Duffy F H, Jones K, Bartels P, Albert M, McAnulty G B, Als H
Harvard Medical School, Boston, Massachusetts.
Brain Topogr. 1990 Fall;3(1):3-12. doi: 10.1007/BF01128856.
Topographic mapping of brain electrical activity has become a commonly used method in the clinical as well as research laboratory. To enhance analytic power and accuracy, mapping applications often involve statistical paradigms for the detection of abnormality or difference. Because mapping studies involve many measurements and variables, the appearance of a large data dimensionality may be created. If abnormality is sought by statistical mapping procedures and if the many variables are uncorrelated, certain positive findings could be attributable to chance.
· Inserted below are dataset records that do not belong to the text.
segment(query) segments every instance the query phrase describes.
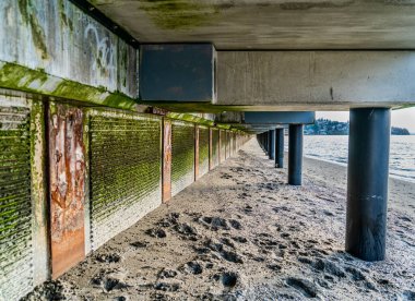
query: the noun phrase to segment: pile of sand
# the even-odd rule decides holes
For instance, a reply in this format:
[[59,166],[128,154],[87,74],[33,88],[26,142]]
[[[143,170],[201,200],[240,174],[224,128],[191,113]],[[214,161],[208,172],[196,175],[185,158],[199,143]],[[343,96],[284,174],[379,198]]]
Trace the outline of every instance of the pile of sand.
[[27,299],[415,300],[413,184],[392,181],[388,258],[365,263],[343,251],[345,168],[286,178],[252,140]]

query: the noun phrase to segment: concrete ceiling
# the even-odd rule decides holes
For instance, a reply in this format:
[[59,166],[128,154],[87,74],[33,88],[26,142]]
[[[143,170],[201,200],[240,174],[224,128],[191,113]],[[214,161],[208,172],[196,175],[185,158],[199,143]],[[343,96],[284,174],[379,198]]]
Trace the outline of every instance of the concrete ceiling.
[[415,49],[415,0],[90,0],[140,43]]

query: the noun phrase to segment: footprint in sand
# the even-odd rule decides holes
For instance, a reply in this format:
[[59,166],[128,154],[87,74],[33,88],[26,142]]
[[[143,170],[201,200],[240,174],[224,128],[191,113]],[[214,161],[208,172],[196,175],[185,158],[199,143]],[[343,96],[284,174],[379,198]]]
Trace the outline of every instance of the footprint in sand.
[[317,286],[310,280],[290,277],[286,282],[307,298],[316,298],[318,294]]

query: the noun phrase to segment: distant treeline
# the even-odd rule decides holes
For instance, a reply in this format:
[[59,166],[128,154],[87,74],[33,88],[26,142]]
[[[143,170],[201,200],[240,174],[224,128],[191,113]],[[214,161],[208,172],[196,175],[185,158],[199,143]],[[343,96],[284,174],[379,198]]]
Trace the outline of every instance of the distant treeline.
[[[306,125],[306,135],[348,135],[348,122],[332,121],[329,119],[318,119],[315,124]],[[392,135],[410,135],[410,131],[404,128],[391,129]]]

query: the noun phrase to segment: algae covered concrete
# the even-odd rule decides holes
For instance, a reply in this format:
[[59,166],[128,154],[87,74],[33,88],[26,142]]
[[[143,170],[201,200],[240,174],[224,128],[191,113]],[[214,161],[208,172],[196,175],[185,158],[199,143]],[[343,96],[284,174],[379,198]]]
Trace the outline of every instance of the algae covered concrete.
[[[9,74],[12,65],[2,70],[2,87],[42,94],[64,88],[76,94],[85,93],[76,91],[84,85],[107,92],[106,96],[138,96],[138,50],[71,1],[1,1],[0,36],[7,39],[0,44],[1,69],[4,63],[25,68],[24,73],[12,70],[14,77]],[[79,85],[66,87],[67,81]]]
[[364,0],[90,0],[142,43],[218,50],[414,49],[415,2]]
[[345,253],[346,168],[305,160],[305,185],[251,140],[32,298],[413,300],[414,184],[391,180],[388,257]]
[[162,204],[162,118],[88,111],[91,248]]

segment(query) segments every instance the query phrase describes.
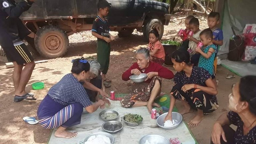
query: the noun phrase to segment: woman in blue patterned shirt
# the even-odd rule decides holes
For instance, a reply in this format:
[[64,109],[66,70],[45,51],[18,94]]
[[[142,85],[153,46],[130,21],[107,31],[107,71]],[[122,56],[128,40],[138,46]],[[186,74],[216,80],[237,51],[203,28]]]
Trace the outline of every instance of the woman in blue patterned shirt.
[[[69,132],[66,129],[80,123],[83,108],[91,113],[99,107],[104,108],[105,106],[101,100],[93,104],[84,89],[99,89],[86,81],[90,76],[89,63],[83,58],[72,62],[72,73],[64,76],[50,89],[37,111],[39,124],[43,127],[58,127],[55,134],[56,137],[71,138],[76,136],[77,133]],[[107,96],[101,90],[99,91],[103,96]]]

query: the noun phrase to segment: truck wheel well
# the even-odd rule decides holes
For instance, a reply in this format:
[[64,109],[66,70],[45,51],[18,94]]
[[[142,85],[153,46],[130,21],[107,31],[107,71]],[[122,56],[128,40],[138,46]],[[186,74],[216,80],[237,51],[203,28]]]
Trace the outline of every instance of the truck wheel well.
[[151,12],[147,14],[145,18],[144,19],[144,22],[143,25],[146,24],[149,20],[151,19],[157,19],[160,20],[163,23],[164,23],[165,20],[164,19],[164,15],[162,13],[153,13]]

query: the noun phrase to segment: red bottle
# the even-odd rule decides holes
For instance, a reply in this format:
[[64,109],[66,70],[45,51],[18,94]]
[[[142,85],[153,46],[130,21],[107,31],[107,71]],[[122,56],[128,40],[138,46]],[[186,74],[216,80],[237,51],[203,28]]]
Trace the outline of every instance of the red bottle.
[[179,36],[181,36],[182,35],[182,33],[183,33],[183,32],[184,31],[184,30],[182,29],[181,29],[179,31],[179,34],[178,34]]
[[110,92],[110,99],[112,100],[115,100],[115,92],[114,91],[111,91]]
[[192,31],[190,31],[188,33],[188,35],[191,36],[193,36],[193,34],[194,33]]
[[156,118],[156,109],[153,109],[151,110],[151,118],[152,119]]
[[202,48],[202,47],[203,45],[204,45],[201,42],[199,42],[199,43],[197,44],[197,47],[198,48]]

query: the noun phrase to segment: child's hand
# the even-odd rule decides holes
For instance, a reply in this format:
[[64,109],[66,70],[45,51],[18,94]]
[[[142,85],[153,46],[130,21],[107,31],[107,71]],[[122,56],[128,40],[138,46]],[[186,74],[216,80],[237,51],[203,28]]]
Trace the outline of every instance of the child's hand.
[[193,37],[189,35],[187,37],[188,38],[188,39],[190,40],[191,40],[191,38]]
[[115,40],[114,36],[113,36],[112,35],[110,35],[110,40],[111,40],[111,41],[113,41]]
[[103,39],[104,41],[106,41],[106,42],[107,42],[107,43],[110,43],[110,41],[111,41],[111,39],[110,38],[107,38],[107,37],[104,37],[103,38]]
[[195,51],[196,52],[198,52],[199,53],[200,53],[201,52],[202,52],[202,50],[200,48],[199,48],[198,47],[197,47],[196,48],[196,49],[195,50]]

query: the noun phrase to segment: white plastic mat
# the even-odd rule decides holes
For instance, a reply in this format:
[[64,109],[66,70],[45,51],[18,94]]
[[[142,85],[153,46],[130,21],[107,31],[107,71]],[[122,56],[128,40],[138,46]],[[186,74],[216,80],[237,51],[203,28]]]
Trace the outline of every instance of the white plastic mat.
[[[196,143],[189,130],[183,122],[176,129],[167,130],[158,127],[156,120],[151,119],[151,115],[146,107],[125,108],[121,107],[119,101],[111,101],[111,105],[105,109],[117,111],[119,114],[117,120],[121,121],[121,117],[127,113],[137,114],[141,115],[143,121],[139,126],[130,127],[124,124],[123,129],[118,133],[112,134],[115,137],[114,144],[138,144],[139,140],[143,136],[149,134],[157,134],[166,137],[178,137],[183,144]],[[83,114],[81,123],[69,128],[70,131],[78,132],[77,136],[71,139],[56,138],[54,136],[54,130],[48,142],[49,144],[79,144],[83,142],[85,138],[94,132],[103,131],[101,125],[104,122],[100,119],[99,114],[103,110],[99,109],[91,114]]]

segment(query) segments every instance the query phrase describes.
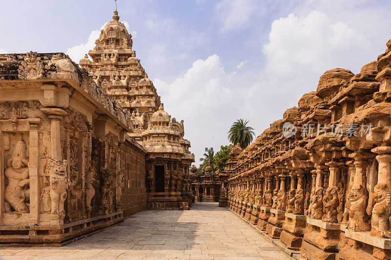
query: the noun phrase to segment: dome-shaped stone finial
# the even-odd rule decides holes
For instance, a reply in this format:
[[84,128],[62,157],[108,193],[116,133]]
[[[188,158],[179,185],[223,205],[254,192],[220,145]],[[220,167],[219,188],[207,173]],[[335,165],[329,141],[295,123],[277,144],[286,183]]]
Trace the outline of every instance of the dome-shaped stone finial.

To protect against this undesirable possibility we advocate the replication of initial findings on independent data sets. Statistical difference attributable to chance will not replicate, whereas real difference will reproduce. Clinical studies must, therefore, provide for repeat measurements and research studies must involve analysis of second populations. Furthermore, Principal Components Analysis can be employed to demonstrate that variables derived from mapping studies are highly intercorrelated and data dimensionality substantially less than the total number of variables initially created. This reduces the likelihood of capitalization on chance. The need to constrain alpha levels is not necessary when dimensionality is low and/or a second data set is available. When only one data set is available in research applications, techniques such as the Bonferroni correction, the "leave-one-out" method, and Descriptive Data Analysis (DDA) are available. These techniques are discussed, clinical and research examples are given, and differences between Exploratory (EDA) and Confirmatory Data Analysis (EDA) are reviewed.
脑电活动地形图已成为临床以及研究实验室中常用的方法。为了提高分析能力和准确性,地形图应用通常涉及用于检测异常或差异的统计范式。由于地形图研究涉及许多测量和变量,可能会出现大数据维度的情况。如果通过统计地形图程序寻找异常,并且如果许多变量不相关,某些阳性结果可能归因于偶然。为了防止这种不良可能性,我们主张在独立数据集上重复初始发现。归因于偶然的统计差异不会重复,而真正的差异会再现。因此,临床研究必须提供重复测量,研究研究必须涉及对第二个群体的分析。此外,可以采用主成分分析来证明从地形图研究中得出的变量高度相互关联,并且数据维度大大小于最初创建的变量总数。这降低了偶然获利的可能性。当维度较低和/或有第二个数据集时,没有必要限制α水平。在研究应用中只有一个数据集可用时,可以使用诸如邦费罗尼校正、“留一法”和描述性数据分析(DDA)等技术。讨论了这些技术,给出了临床和研究示例,并回顾了探索性数据分析(EDA)和验证性数据分析(CDA)之间的差异。